Les dispositifs de signalement de fausses informations ont été mis en place par l'ensemble des opérateurs, à l'exception de la Fondation Wikimédia dont le contenu est actualisé en continu par les modérateurs. © momius - stock.adobe.com

Conformément à la loi du 22 décembre 2018 relative à la manipulation de l'information, les plateformes numériques sont soumises à des obligations de transparence lorsqu'elles diffusent des contenus contre rémunération. Elles doivent notamment rendre publics leurs algorithmes. C'est sur la base des informations provenant de onze grands acteurs du secteur que le Conseil supérieur de l'audiovisuel (CSA) a publié, le 21 septembre 2021, un bilan de l'année 2020 sur les mesures mises en place par les plateformes en ligne, en observant la prise en compte des recommandations précédemment émises.

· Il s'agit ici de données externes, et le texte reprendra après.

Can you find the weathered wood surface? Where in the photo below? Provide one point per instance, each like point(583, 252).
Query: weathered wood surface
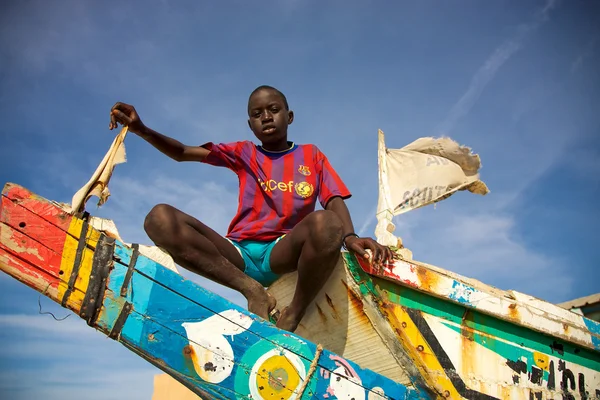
point(214, 347)
point(441, 332)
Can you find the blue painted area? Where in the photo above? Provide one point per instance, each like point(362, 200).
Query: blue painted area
point(163, 301)
point(462, 293)
point(594, 328)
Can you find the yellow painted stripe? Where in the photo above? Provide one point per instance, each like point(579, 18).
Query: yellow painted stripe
point(68, 258)
point(421, 353)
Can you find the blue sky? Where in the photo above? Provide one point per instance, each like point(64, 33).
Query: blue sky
point(515, 80)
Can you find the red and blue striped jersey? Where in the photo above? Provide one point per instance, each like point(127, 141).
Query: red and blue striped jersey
point(277, 190)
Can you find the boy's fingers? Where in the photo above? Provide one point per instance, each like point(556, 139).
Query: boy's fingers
point(120, 117)
point(359, 250)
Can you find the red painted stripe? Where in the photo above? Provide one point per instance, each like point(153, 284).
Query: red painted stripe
point(21, 270)
point(32, 225)
point(30, 251)
point(38, 205)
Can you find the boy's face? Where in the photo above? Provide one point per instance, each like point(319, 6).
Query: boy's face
point(267, 116)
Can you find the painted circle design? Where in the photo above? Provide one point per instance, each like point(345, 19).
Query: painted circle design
point(275, 373)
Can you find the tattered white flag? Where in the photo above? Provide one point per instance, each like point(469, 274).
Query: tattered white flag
point(424, 172)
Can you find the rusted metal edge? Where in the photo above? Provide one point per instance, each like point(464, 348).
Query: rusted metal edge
point(134, 255)
point(101, 266)
point(387, 335)
point(77, 263)
point(444, 360)
point(115, 332)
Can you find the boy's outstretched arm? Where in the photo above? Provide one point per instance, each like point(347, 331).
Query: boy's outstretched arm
point(353, 242)
point(125, 114)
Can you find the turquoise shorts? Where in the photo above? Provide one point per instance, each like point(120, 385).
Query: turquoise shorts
point(256, 257)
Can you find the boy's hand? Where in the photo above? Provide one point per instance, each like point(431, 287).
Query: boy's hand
point(125, 114)
point(381, 254)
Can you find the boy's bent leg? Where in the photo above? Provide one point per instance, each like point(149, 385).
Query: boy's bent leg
point(200, 249)
point(314, 247)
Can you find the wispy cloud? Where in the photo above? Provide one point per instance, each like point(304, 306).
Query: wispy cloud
point(486, 73)
point(44, 354)
point(587, 52)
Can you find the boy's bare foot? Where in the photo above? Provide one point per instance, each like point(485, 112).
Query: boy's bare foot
point(288, 320)
point(260, 302)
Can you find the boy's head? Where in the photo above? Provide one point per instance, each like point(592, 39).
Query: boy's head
point(269, 115)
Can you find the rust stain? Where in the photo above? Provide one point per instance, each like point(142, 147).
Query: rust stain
point(357, 304)
point(513, 311)
point(468, 349)
point(321, 314)
point(427, 280)
point(333, 310)
point(11, 243)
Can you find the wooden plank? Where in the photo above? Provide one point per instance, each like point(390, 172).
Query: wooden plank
point(204, 341)
point(337, 320)
point(510, 306)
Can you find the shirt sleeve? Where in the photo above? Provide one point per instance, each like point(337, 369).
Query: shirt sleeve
point(331, 185)
point(226, 155)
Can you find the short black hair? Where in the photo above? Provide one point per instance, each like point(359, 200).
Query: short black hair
point(267, 87)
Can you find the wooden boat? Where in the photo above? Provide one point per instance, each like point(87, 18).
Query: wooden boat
point(406, 330)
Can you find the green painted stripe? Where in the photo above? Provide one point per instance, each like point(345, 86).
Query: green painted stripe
point(513, 333)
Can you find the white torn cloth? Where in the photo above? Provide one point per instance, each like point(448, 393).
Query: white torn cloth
point(424, 172)
point(98, 183)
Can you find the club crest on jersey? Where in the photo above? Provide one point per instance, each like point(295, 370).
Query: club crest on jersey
point(303, 169)
point(304, 189)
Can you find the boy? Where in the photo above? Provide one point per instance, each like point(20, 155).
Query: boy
point(276, 229)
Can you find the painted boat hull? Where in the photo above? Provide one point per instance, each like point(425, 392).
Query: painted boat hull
point(459, 337)
point(215, 348)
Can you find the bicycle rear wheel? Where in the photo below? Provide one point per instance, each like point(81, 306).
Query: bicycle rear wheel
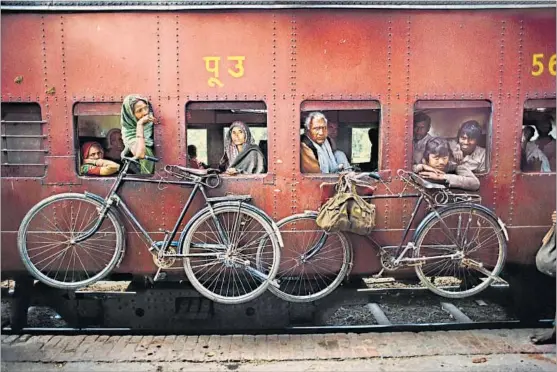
point(478, 240)
point(234, 254)
point(47, 247)
point(303, 276)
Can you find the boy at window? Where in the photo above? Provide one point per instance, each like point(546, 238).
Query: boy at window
point(94, 163)
point(532, 158)
point(466, 150)
point(317, 154)
point(436, 166)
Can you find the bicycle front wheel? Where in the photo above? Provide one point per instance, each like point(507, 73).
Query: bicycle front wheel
point(313, 262)
point(232, 254)
point(476, 243)
point(46, 241)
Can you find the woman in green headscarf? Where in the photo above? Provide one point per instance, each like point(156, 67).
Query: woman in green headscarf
point(137, 129)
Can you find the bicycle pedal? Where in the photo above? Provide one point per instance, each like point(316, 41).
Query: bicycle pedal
point(160, 275)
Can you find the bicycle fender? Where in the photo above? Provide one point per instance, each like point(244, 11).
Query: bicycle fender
point(235, 204)
point(433, 214)
point(95, 197)
point(260, 212)
point(100, 200)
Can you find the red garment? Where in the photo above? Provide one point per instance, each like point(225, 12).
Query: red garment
point(193, 163)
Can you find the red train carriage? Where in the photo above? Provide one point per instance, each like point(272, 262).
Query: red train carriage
point(66, 68)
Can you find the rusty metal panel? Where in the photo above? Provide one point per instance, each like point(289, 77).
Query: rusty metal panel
point(22, 56)
point(111, 54)
point(538, 29)
point(228, 54)
point(445, 55)
point(341, 52)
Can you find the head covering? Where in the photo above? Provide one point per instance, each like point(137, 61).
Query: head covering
point(129, 122)
point(230, 148)
point(86, 147)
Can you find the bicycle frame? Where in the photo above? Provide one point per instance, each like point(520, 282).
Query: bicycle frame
point(114, 199)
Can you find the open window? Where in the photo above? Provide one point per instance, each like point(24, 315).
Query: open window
point(350, 130)
point(465, 125)
point(538, 136)
point(23, 137)
point(99, 123)
point(209, 137)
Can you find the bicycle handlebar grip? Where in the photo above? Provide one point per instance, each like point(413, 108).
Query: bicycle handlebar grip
point(151, 158)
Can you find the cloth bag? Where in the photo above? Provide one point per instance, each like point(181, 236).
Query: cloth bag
point(547, 254)
point(347, 211)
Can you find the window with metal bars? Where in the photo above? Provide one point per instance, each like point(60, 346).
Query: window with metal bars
point(23, 140)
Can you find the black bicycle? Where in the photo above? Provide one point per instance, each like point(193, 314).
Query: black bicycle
point(230, 248)
point(457, 250)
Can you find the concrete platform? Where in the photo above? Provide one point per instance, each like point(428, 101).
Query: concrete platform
point(487, 350)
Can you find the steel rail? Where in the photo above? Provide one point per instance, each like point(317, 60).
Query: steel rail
point(151, 5)
point(367, 328)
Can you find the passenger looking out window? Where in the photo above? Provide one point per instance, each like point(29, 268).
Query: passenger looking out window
point(318, 153)
point(422, 124)
point(241, 154)
point(465, 148)
point(437, 166)
point(115, 145)
point(533, 159)
point(94, 163)
point(137, 130)
point(545, 141)
point(193, 162)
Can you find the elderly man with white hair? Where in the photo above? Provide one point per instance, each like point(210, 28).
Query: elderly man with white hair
point(318, 154)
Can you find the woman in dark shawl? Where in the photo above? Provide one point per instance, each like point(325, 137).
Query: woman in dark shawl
point(241, 154)
point(137, 129)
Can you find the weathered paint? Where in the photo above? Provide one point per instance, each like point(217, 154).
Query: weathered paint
point(395, 57)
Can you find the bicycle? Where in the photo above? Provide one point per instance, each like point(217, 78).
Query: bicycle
point(72, 240)
point(457, 250)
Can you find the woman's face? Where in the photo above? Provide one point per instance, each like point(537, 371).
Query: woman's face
point(95, 153)
point(140, 109)
point(238, 136)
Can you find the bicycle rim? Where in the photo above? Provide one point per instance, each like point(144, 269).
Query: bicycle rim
point(305, 280)
point(46, 248)
point(238, 274)
point(468, 230)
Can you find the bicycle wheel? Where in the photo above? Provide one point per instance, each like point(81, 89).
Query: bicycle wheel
point(234, 254)
point(47, 247)
point(329, 257)
point(478, 243)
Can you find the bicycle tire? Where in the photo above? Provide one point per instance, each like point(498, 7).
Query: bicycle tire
point(247, 249)
point(482, 240)
point(64, 205)
point(296, 288)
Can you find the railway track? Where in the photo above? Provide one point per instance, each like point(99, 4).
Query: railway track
point(403, 309)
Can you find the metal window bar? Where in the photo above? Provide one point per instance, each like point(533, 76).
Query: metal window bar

Les recommandations du CSA

Après analyse des données recueillies, le CSA formule une série de préconisations aux plateformes en ligne parmi lesquelles celles de :

  • simplifier l’outil de signalement avec une meilleure visibilité afin que l’envoi d’un signalement puisse être finalisé en trois clics maximum ;
  • mieux informer les auteurs de signalements des procédures et risques encourus avec une précision sur les délais ;
  • maintenir une intervention humaine, en complément des systèmes automatisés dans les moyens de détection de fausses informations même en période de crise aigüe et d'afflux d'informations sujettes à caution.  

S'agissant des systèmes d'algorithmes mis en place pour déceler les fausses informations, le CSA suggère : 

  • d'être plus explicite sur leur mode de fonctionnement vis-à-vis des utilisateurs ;
  • de déclarer toutes ressources, outils, modifications opérées pour lutter contre les informations biaisées. 

Onze plateformes concernées

L'étude du CSA cible onze plateformes dépassant un seuil de connexions de cinq millions de visiteurs uniques par mois qui sont, conformément à la loi, tenues à un devoir de coopération. Il s'agit de : Dailymotion, Facebook, Google, Linkedin, Microsoft, Snapchat, Twitter, Unify (Doctissimo), Webmedia (jeuvideo.com), Fondation Wikimédia, Verizon Media (Yahoo search).

Le CSA observe un niveau très hétérogène de réponses même s'il note une progression dans la quantité et la qualité des réponses transmises.

Il signale cependant un manque général d'informations sur : 

  • le fonctionnement des systèmes algorithmiques ;
  • les moyens mis en œuvre par les publicitaires pour lutter contre la manipulation de l'information et les recettes publicitaires potentielles émanant de comptes propageant de fausses informations ;
  • les données chiffrées sur l'effectivité des moyens déployés.  

Toutefois, des dispositifs de signalement de fausses informations ont été mis en place par l'ensemble de ces opérateurs, à l'exception de la Fondation Wikimédia dont le contenu est actualisé en continu par les modérateurs.

Par comparaison avec le bilan 2019, le CSA constate une hausse de la quantité d'informations transmises par les opérateurs mais regrette un manque de transparence à l'égard des utilisateurs, notamment en ce qui concerne les systèmes automatisés et la recommandation de contenus.

Autres points d'amélioration évoqués : les sources d'autorité sont mieux identifiables sur les sites et les mesures à l'encontre de comptes propageant de fausses informations sont en hausse. Le CSA regrette néanmoins une hétérogénéité des niveaux de mise en garde contre la manipulation de l'information avec une multiplicité de termes employés qui peut produire une confusion (infox, fake news, mésinformation, désinformation...).